Human immunodeficiency virus (HIV) is a lentivirus (a member of the retrovirus family) that causes acquired immunodeficiency syndrome (AIDS), a condition in humans in which progressive failure of the immune system allows life-threatening opportunistic infections and cancers to thrive. [1]

HIV infects vital cells in the human immune system such as helper T cells (specifically CD4+ T cells), macrophages, and dendritic cells. HIV infection leads to low levels of CD4+ T cells through three main mechanisms: First, direct viral killing of infected cells; second, increased rates of apoptosis in infected cells; and third, killing of infected CD4+ T cells by CD8 cytotoxic lymphocytes that recognize infected cells. When CD4+ T cell numbers decline below a critical level, cell-mediated immunity is lost, and the body becomes progressively more susceptible to opportunistic infections. [2]

CD4+ cell counts and HIV RNA levels have been widely accepted as the most powerful prognostic indicators of HIV disease progression. [3]

Use of these markers is wide spread in developed countries, but in developing countries they are not regularly obtained due to cost and technology constraints. While they remain as main clinical markers, they do not fully explain an individual's prognosis. [4]

There is a need to identify and establish efficacy of alternate prognostic markers of immunosuppression.
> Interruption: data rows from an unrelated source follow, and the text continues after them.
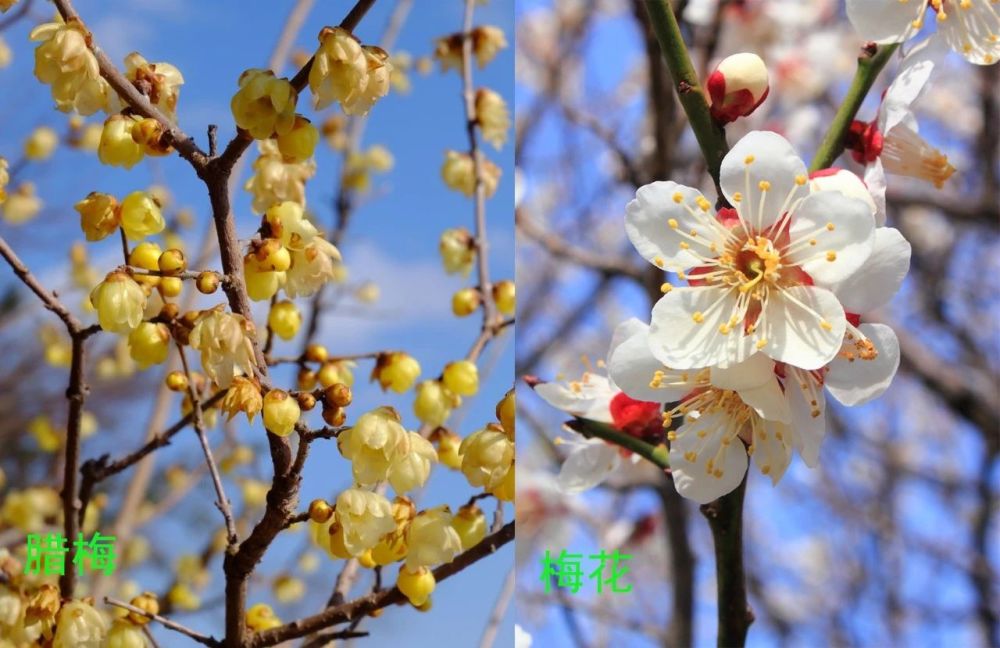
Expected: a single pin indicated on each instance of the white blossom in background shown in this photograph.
(969, 27)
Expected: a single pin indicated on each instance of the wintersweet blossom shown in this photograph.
(759, 273)
(970, 27)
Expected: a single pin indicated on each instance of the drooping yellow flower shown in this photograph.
(161, 82)
(224, 342)
(141, 216)
(119, 302)
(63, 60)
(98, 215)
(492, 116)
(264, 106)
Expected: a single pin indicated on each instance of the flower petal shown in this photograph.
(883, 21)
(587, 466)
(632, 366)
(859, 381)
(684, 333)
(880, 279)
(661, 219)
(763, 166)
(843, 229)
(803, 326)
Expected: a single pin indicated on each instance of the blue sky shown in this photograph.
(392, 240)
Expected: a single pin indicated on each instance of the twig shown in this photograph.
(166, 623)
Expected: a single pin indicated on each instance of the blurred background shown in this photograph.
(894, 538)
(395, 295)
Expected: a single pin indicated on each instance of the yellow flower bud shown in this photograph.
(261, 617)
(433, 403)
(461, 377)
(264, 106)
(140, 216)
(41, 144)
(503, 295)
(120, 303)
(284, 319)
(470, 524)
(465, 302)
(492, 116)
(244, 396)
(396, 371)
(299, 143)
(281, 412)
(117, 148)
(148, 344)
(417, 585)
(98, 215)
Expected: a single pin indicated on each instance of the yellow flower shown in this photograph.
(299, 143)
(149, 343)
(41, 144)
(79, 625)
(281, 412)
(371, 443)
(284, 319)
(274, 181)
(120, 303)
(261, 617)
(340, 68)
(461, 377)
(396, 371)
(487, 456)
(311, 268)
(160, 82)
(118, 147)
(225, 346)
(22, 204)
(431, 539)
(492, 116)
(140, 216)
(98, 215)
(458, 251)
(364, 517)
(417, 585)
(63, 60)
(264, 105)
(458, 173)
(434, 403)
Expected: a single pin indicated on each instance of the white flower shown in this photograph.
(970, 27)
(762, 271)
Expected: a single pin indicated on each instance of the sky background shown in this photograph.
(392, 241)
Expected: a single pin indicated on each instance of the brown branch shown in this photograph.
(380, 599)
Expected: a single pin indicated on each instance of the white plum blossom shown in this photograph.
(760, 273)
(969, 27)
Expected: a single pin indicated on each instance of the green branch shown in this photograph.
(870, 64)
(657, 455)
(711, 138)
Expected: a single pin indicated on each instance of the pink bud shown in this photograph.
(737, 86)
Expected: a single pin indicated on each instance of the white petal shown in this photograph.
(587, 466)
(659, 226)
(772, 451)
(803, 326)
(588, 398)
(859, 381)
(681, 342)
(808, 421)
(693, 479)
(763, 156)
(768, 401)
(632, 366)
(880, 278)
(883, 21)
(844, 230)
Following few candidates have been proposed Total Lymphocyte Count, Serum Albumin, Albumin/Globulin Ratio, Haemoglobin, Haematocrit, CRP, DHEAS, IgA, [beta]2 microglobulin, p24 Antigen, CD8+ Cell Counts, Level Of CD38 On CD8+ Cells, Platelet Counts. [5]

Low levels of serum albumin have been associated with higher rates of mortality in different acute and chronic conditions. [6] Recent studies have suggested that low levels of serum albumin are associated with rapid disease progression to AIDS, AIDS associated mortality and all-cause mortality, independent of CD4 cell counts and HIV RNA titre. [7]
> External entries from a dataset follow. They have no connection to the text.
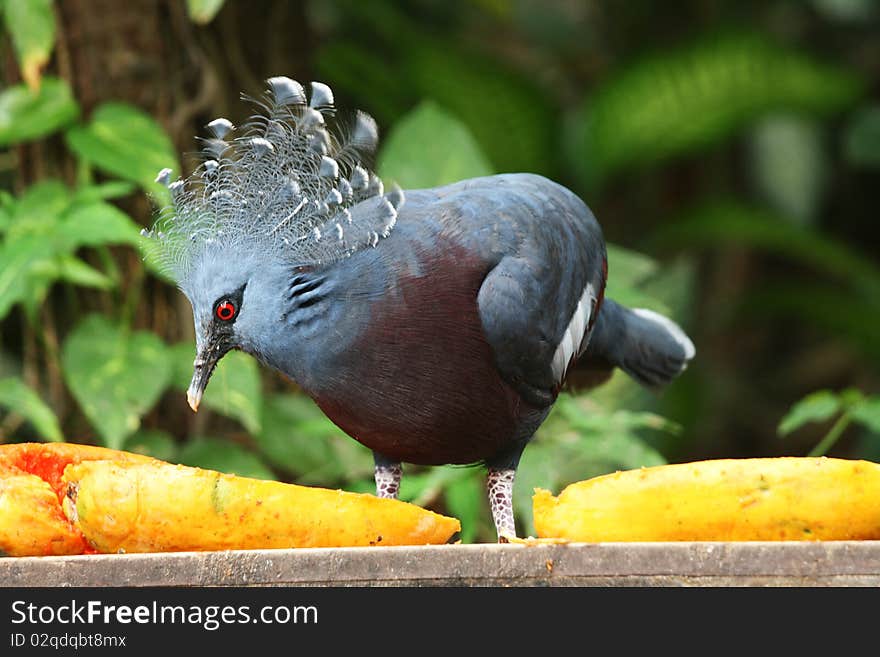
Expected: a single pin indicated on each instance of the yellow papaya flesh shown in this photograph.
(160, 507)
(763, 499)
(31, 520)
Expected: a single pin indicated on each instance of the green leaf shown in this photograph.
(627, 271)
(297, 437)
(203, 11)
(867, 413)
(366, 77)
(25, 115)
(31, 24)
(235, 390)
(465, 499)
(16, 396)
(510, 117)
(97, 224)
(789, 165)
(729, 222)
(816, 407)
(74, 270)
(429, 147)
(862, 141)
(125, 141)
(22, 262)
(223, 456)
(115, 375)
(181, 357)
(676, 102)
(152, 442)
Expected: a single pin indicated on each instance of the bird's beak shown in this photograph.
(203, 367)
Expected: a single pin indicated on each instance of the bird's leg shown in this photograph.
(500, 485)
(388, 474)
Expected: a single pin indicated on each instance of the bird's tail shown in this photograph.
(649, 347)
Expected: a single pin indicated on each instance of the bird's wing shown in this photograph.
(538, 303)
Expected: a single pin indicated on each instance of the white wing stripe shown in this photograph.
(573, 337)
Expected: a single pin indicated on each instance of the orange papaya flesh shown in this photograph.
(159, 507)
(32, 522)
(761, 499)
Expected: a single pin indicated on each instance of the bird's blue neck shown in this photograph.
(301, 325)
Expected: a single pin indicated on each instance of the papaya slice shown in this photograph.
(32, 522)
(159, 507)
(763, 499)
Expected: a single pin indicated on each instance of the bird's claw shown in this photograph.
(531, 541)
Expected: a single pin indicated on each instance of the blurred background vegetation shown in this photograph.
(730, 149)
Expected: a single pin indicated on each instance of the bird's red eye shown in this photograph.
(225, 310)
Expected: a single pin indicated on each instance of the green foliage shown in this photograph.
(235, 389)
(848, 406)
(115, 374)
(788, 166)
(153, 442)
(428, 147)
(17, 397)
(862, 143)
(680, 101)
(124, 141)
(299, 439)
(26, 115)
(731, 222)
(203, 11)
(31, 25)
(44, 229)
(816, 407)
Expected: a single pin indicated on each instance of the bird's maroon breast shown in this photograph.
(420, 384)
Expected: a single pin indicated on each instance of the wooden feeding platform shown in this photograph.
(830, 563)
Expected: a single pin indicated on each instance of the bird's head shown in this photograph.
(289, 188)
(237, 301)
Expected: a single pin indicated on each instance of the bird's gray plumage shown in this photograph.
(435, 326)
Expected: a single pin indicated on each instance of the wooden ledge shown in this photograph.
(832, 563)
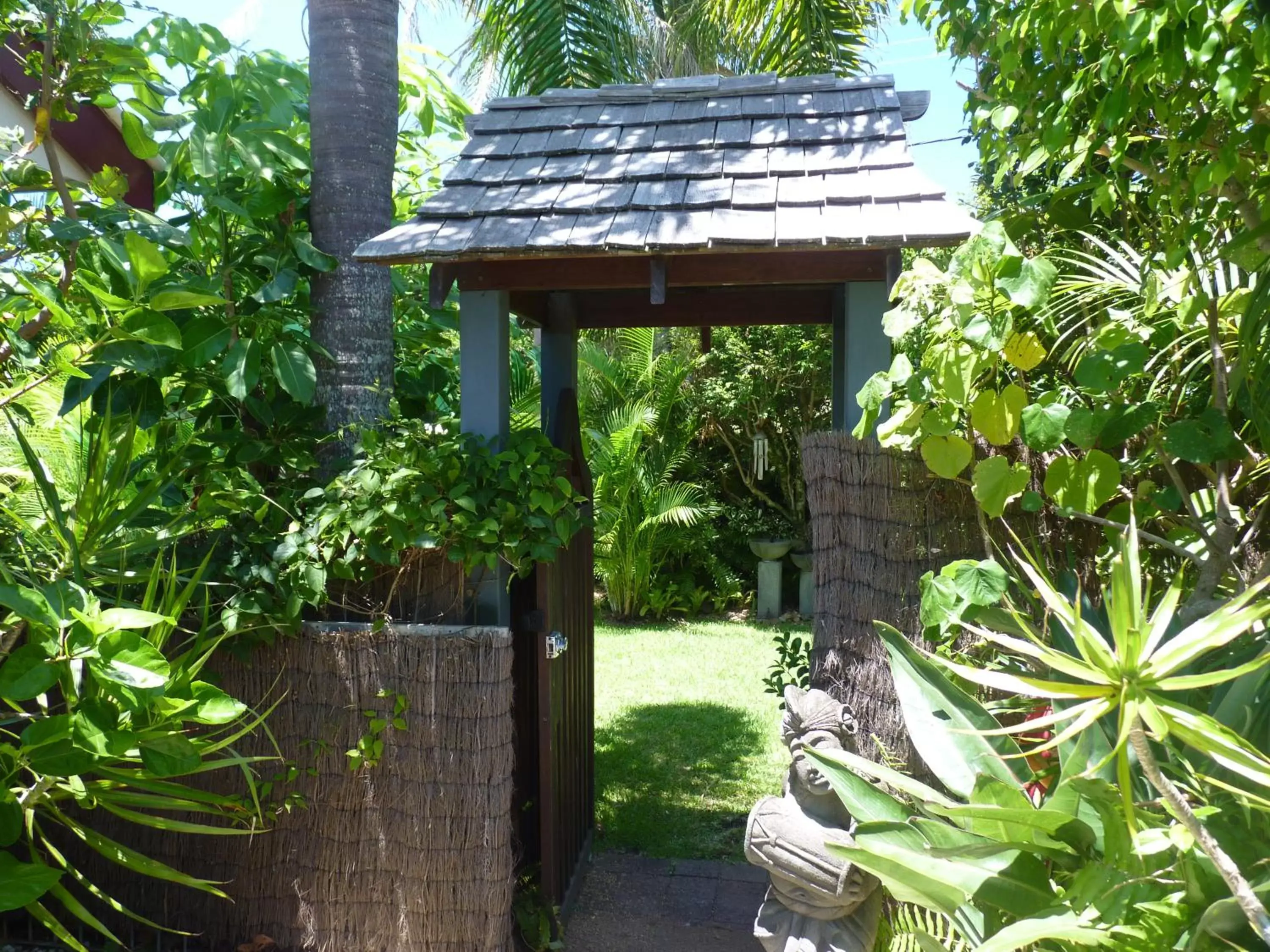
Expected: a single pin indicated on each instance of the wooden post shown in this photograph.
(486, 410)
(860, 347)
(558, 353)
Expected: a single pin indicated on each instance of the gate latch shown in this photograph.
(557, 645)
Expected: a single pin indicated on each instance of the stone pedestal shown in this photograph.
(769, 603)
(807, 593)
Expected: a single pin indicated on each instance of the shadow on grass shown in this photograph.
(674, 780)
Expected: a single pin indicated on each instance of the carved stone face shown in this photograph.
(804, 770)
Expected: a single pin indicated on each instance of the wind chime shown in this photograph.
(760, 466)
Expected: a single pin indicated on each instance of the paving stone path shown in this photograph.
(637, 904)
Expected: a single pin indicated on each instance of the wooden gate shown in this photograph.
(555, 693)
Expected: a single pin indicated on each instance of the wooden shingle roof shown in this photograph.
(684, 165)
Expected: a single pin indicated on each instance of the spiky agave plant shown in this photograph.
(1137, 680)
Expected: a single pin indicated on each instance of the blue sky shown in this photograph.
(906, 51)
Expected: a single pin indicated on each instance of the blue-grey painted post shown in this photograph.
(860, 347)
(486, 408)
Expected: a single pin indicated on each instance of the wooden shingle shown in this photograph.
(684, 163)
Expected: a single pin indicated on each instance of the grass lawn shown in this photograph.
(686, 739)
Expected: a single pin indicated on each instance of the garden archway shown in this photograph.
(698, 201)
Serum Albumin Level could prove to be a very useful, cheap and easily available surrogate test for predicting severity of HIV infection and for pre-treatment assessment [8] & clinical monitoring of response to anti retro viral therapy [9] and as a predictor of survival. [10]

Objective of the present study was to determine the levels of serum albumin and absolute CD4+ cell counts in HIV infected individuals.

MATERIALS & METHODS

Study included 60 HIV/AIDS patients presenting to Government general hospital, Guntur during the period of September 2017 to November 2018.

Study Design

It was a Case Control Study.

Age and sex matched controls were used from normal population who were HIV negative and underwent similar investigations.

Method of collection of data: Patient's informed consent was taken.

A detailed history, clinical examination and laboratory investigations including Haemoglobin, Total And Differential WBC Counts, Haematocrit, Liver Function Tests with Serum Albumin Level, Renal Function Tests, CD4+ Cell Counts, Urinary Albumin & HIV Elisa and Western Blot, HIV RNA estimation (Wherever possible) and Stool analysis (Wherever necessary) were done.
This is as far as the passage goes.